Written Answers - Farm Retirement Scheme.

Enda Kenny

Question:

148 Mr. Kenny asked the Minister for Agriculture, Food and Rural Development if farm retirement pensions are index linked; if not, the reason therefor; the reason the European Commission allowed compensation at only 75% instead of 100% as was expected by claimants under the scheme; and if he will make a statement on the matter. [12843/01]

The rates of pension payable under the two schemes of early retire ment are not index linked. The rate payable under the 1994 scheme is the maximum permitted under the governing regulation, EU Council Regulation (EEC) No. 2079/92. The rate in the new scheme is set down in the Rural Development Plan 2000-2006. My Department had initially proposed annual increases in the rate of pension for the new scheme but the European Commission stated that only a fixed rate was acceptable. My Department then proposed a rate that was the average of the scale initially proposed and the Commission accepted this.

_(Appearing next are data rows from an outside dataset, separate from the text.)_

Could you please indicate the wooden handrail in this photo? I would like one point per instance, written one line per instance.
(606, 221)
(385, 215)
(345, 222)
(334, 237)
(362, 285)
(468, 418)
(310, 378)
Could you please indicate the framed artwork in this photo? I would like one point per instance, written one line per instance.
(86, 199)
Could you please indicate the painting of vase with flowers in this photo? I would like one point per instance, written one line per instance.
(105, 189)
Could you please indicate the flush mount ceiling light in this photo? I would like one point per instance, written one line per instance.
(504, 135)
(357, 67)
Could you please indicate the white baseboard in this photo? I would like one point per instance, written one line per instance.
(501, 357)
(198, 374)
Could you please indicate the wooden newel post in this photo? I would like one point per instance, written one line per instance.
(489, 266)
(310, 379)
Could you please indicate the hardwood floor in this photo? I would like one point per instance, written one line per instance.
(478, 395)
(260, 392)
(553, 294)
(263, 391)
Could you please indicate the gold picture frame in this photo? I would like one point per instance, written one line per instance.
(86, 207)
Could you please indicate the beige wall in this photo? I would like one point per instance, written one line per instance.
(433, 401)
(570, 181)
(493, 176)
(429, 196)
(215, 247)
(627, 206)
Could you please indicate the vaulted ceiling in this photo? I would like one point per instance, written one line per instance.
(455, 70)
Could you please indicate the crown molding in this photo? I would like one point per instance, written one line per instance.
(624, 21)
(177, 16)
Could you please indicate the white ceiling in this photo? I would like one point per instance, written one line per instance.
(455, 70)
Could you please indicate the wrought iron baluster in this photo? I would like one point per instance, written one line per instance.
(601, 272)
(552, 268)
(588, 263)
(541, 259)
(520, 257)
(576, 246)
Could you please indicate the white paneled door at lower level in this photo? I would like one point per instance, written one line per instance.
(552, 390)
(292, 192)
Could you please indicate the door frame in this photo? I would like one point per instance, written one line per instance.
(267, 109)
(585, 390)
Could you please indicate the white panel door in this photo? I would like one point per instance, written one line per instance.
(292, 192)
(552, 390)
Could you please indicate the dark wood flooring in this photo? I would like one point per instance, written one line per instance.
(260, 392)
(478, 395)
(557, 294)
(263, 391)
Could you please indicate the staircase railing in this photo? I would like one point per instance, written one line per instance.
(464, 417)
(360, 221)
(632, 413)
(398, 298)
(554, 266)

Compensation for reductions arising from the revaluation of the Irish pound on the introduction of the euro in January 1999 was set at 75% for the year 2000. This was paid to scheme participants at the end of March 2001. It was in accordance with arrangements to apply to CAP payments following the introduction of the euro which were determined by the Council of Ministers in December 1998. The council's decision was taken in accordance with the principle that in cases of currency revaluation provision should be made for temporary, degressive aid to offset the effects.